Jeff Okudah received quite the question from Las Vegas Raiders coach Jon Gruden this week at the NFL Combine.
"Hey man, are you from Planet Earth?" asked Gruden, who has 13 years of NFL head coaching experience.
Okudah was taken back by the question, which he knew was a compliment for the incredible cornerback skills he showed as a Buckeye.
"It's crazy to think about it like that," Okudah said. "He's someone that's around some great football minds. When he said that, I was just kind of like, 'You're here, man.'"
Plenty of other NFL coaches are thinking the same thing about Okudah. At 6-foot-1 and 205 pounds, he's widely regarded as the best cornerback prospect in the upcoming draft and is projected to be off the board within the first 10 picks.
Check out behind the scenes photos of Browns coaches and executives watching combine workouts
Okudah's accolades include just about every honor a college defensive back can earn. He was placed on first-team Associated Press All-American, first-team All-Big Ten and was a finalist for the Jim Thorpe Award, given to the top defensive back in the nation.
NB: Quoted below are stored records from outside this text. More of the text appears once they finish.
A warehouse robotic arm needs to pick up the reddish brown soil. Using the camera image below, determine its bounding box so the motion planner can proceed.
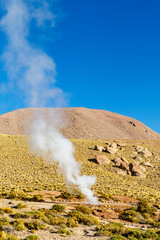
[0,108,160,139]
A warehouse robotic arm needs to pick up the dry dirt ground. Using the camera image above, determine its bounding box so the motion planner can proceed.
[0,108,160,139]
[0,191,150,240]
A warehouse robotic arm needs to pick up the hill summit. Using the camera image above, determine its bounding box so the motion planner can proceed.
[0,107,160,140]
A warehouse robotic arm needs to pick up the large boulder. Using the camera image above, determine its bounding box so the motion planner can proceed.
[129,163,146,178]
[138,148,152,158]
[119,161,129,174]
[95,155,110,164]
[106,142,118,154]
[94,145,105,152]
[116,169,127,176]
[117,142,126,147]
[141,162,153,168]
[133,156,142,162]
[135,145,144,152]
[112,157,130,174]
[112,157,122,167]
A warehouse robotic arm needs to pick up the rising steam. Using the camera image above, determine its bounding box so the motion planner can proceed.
[0,0,98,204]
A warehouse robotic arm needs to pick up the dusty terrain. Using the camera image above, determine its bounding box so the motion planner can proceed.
[0,134,160,240]
[0,108,160,139]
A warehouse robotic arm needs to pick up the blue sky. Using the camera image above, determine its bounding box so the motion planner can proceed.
[0,0,160,133]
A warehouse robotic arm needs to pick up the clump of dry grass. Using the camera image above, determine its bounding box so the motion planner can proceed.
[0,135,160,202]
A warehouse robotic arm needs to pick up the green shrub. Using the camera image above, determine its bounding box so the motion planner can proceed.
[13,219,26,231]
[16,203,27,209]
[110,235,127,240]
[143,229,158,239]
[3,207,14,213]
[59,191,75,199]
[57,228,72,235]
[51,204,66,213]
[30,194,44,202]
[76,205,92,215]
[11,212,30,219]
[96,222,126,236]
[124,228,143,239]
[49,216,67,226]
[25,220,46,230]
[67,217,78,228]
[137,199,157,216]
[77,193,85,200]
[68,210,99,226]
[119,209,145,223]
[24,235,39,240]
[7,234,20,240]
[0,217,10,229]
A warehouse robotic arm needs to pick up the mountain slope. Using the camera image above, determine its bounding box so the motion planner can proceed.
[0,108,160,140]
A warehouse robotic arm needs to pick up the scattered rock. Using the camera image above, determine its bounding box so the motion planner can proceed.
[95,155,110,164]
[129,121,136,127]
[94,145,105,152]
[119,160,129,174]
[129,163,146,178]
[133,156,142,162]
[141,162,153,168]
[109,142,117,148]
[121,157,129,164]
[116,169,127,176]
[112,157,122,167]
[106,142,118,154]
[135,145,144,152]
[117,142,126,147]
[138,148,152,158]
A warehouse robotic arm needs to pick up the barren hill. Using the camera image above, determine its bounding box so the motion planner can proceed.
[0,108,160,140]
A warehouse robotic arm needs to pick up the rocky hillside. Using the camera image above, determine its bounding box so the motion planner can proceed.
[0,108,160,140]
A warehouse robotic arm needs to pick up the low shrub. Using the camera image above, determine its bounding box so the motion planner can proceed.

His attention to detail is astounding, and it shows in his game. He led the Buckeyes' defense — one of the best in the nation last season — with three interceptions and nine pass deflections. He also made 35 tackles and recorded two forced fumbles.
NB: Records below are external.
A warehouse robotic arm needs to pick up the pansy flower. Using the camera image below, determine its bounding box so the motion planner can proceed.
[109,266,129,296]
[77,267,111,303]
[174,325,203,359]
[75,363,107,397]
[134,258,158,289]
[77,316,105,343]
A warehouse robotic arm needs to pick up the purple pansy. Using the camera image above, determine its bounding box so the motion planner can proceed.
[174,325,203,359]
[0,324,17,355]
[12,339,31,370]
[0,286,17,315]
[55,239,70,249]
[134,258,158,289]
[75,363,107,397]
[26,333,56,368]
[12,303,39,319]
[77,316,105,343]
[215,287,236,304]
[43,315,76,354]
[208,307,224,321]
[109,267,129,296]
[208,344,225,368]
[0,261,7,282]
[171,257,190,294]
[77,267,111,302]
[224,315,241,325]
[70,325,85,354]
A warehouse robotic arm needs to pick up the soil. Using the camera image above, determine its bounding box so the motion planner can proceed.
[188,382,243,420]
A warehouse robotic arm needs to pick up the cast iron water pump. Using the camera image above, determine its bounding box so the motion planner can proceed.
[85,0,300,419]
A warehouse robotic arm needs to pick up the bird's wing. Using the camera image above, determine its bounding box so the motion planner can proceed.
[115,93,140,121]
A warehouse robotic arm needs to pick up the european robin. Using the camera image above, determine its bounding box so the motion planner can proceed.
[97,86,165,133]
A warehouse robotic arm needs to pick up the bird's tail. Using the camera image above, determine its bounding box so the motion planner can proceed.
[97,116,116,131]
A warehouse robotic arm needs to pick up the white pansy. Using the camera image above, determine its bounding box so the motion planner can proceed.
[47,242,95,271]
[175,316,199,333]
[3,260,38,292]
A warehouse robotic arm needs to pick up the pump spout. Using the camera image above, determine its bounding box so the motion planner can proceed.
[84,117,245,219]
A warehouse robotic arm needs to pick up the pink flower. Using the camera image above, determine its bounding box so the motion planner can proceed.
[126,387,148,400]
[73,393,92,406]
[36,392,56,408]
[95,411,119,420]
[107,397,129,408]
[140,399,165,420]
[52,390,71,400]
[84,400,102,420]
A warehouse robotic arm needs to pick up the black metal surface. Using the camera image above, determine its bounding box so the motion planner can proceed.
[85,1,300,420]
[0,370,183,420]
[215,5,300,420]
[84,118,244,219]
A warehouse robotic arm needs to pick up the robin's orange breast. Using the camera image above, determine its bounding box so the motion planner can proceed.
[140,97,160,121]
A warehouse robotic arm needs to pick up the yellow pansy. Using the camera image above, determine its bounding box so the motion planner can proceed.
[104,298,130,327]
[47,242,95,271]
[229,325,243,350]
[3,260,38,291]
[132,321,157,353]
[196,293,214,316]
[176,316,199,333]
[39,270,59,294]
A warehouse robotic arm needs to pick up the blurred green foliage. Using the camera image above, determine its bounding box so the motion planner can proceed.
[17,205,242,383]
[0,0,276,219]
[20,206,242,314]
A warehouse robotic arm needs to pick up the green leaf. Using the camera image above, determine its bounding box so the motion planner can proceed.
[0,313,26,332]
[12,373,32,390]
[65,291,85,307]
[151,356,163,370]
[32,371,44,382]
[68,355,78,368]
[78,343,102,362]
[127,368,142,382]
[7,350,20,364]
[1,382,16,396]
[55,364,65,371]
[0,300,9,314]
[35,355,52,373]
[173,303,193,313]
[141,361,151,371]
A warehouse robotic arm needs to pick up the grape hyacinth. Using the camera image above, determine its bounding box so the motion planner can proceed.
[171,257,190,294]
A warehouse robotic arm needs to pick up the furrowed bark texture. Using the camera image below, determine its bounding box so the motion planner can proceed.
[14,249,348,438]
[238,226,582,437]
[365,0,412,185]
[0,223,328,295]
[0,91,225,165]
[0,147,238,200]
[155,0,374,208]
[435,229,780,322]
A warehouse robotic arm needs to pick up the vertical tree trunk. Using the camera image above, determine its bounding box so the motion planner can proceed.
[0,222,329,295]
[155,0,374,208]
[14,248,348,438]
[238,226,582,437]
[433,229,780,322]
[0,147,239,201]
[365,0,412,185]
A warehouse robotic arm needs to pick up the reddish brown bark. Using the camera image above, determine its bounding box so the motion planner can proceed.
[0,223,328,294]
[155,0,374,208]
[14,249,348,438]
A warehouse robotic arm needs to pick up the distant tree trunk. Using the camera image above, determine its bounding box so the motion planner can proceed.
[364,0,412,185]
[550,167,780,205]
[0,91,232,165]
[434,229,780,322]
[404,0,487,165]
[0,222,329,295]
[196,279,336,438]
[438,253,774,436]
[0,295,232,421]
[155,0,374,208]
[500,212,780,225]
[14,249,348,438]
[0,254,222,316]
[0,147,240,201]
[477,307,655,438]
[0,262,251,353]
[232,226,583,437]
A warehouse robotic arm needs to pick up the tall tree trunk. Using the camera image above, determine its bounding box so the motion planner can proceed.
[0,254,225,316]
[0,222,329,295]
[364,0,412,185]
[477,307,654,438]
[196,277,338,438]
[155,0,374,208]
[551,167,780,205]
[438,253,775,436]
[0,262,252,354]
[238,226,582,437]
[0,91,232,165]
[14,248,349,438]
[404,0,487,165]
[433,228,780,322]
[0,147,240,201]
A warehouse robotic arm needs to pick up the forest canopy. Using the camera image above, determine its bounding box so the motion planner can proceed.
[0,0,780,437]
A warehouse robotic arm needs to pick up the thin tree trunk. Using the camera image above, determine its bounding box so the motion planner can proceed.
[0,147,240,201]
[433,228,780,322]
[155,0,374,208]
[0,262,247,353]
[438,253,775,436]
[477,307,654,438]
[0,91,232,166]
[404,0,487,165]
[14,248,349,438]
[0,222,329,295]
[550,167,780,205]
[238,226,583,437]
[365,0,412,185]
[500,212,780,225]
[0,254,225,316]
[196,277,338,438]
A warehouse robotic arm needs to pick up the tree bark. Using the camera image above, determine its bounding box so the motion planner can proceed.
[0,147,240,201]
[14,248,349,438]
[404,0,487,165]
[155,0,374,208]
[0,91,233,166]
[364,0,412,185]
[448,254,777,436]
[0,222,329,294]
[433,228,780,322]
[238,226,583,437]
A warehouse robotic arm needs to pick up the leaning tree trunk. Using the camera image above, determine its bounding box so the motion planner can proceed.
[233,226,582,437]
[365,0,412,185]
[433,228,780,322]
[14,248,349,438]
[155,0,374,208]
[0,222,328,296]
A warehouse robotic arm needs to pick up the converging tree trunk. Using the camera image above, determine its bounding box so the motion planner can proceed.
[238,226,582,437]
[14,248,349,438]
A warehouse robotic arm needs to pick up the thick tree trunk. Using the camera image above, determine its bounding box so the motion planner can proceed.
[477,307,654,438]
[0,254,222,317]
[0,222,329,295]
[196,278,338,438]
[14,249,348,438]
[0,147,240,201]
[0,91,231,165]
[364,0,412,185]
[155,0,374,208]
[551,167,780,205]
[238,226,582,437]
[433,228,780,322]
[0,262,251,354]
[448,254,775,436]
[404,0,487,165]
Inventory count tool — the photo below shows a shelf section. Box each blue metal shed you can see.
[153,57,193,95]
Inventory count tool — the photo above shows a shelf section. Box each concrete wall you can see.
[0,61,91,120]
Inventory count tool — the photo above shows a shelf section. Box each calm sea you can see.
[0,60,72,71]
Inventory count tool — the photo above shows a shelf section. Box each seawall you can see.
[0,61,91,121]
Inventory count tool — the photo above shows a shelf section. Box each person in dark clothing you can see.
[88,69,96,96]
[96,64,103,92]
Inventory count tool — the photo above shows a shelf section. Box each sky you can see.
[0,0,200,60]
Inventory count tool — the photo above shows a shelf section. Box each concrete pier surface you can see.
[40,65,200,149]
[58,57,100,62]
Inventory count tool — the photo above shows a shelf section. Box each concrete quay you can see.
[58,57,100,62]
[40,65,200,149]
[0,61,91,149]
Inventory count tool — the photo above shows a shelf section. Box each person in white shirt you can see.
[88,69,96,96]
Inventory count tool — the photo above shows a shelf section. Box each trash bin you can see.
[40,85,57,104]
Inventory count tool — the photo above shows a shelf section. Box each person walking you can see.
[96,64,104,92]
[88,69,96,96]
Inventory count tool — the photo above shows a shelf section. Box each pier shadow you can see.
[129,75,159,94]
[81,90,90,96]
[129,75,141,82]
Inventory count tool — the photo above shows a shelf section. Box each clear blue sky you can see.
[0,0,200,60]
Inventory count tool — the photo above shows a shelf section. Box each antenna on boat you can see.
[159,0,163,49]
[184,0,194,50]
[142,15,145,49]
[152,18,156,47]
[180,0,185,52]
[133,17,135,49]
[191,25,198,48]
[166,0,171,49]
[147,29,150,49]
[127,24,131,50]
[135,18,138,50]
Okudah wasn't always the Buckeyes' top cornerback. He led Ohio State in pass breakups and made 34 tackles, but he still didn't start a game in 2018. He said he relied on his hands too much, and that led to pass interference calls and poor positioning technique.
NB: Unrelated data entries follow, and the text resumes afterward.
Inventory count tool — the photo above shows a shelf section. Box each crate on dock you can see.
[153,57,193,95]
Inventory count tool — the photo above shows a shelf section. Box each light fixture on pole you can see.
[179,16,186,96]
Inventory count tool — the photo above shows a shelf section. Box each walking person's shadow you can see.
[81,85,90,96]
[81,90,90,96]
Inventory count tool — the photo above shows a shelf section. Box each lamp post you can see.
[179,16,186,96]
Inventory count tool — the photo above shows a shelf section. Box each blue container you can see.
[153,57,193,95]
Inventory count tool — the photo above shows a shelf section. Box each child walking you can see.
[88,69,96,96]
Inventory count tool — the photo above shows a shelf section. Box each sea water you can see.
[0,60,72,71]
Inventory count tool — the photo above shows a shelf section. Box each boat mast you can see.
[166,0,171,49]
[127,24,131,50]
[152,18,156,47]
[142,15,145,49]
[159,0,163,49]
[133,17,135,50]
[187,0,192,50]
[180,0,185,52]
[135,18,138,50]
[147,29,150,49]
So, Okudah changed his technique. He relied more on his sight and instincts for finding the football rather than just his hands to make plays.
It worked. This season, Okudah was never penalized for pass interference. He never gave up a deep ball, either.
"I just led to a lot of awkward things," Okudah said about relying too much on his hands. "Last year, I really worked on looking for the football every day. We just drilled it religiously."
In the weeks leading up the combine, Okudah said he studied the combine tape from top NFL cornerbacks in Jalen Ramsey and Patrick Peterson. He posted all of their combine times on a whiteboard in his apartment.
That was all just for the combine, which Okudah didn't need to showcase his skills, anyway. NFL scouts were already raving about him his senior year, and he could've skipped combine workouts to prevent potential injuries. That was the path taken by his former teammate Chase Young, who is still widely projected to be the second pick of the draft behind Heisman Trophy winner Joe Burrow.
Even though he's a top cornerback in the draft class, Okudah wants to show that he doesn't take short cuts.
"There's risk and reward for everything," Okudah said. "It's no different than going out there and going against someone all game. You choose if you're going to get the reward, or if you're going to get the risk."
The Browns will be lucky if Okudah is still on the board with their 10th overall pick of the draft. Most mock drafts have him projected to fall between the fourth and ninth picks, but quarterback-needy teams outside the top 10 could attempt to swing a trade and leave Okudah on the board for Cleveland — who is in need of cornerback depth — in position to take him.
Any team, however, can admire Okudah's work ethic. That's what took him to the next level in his final year with the Buckeyes, and that's why most NFL scouts project him to be a star.
"No matter how old you are, guys will always respect someone that works," Okudah said. "That trait about someone is timeless."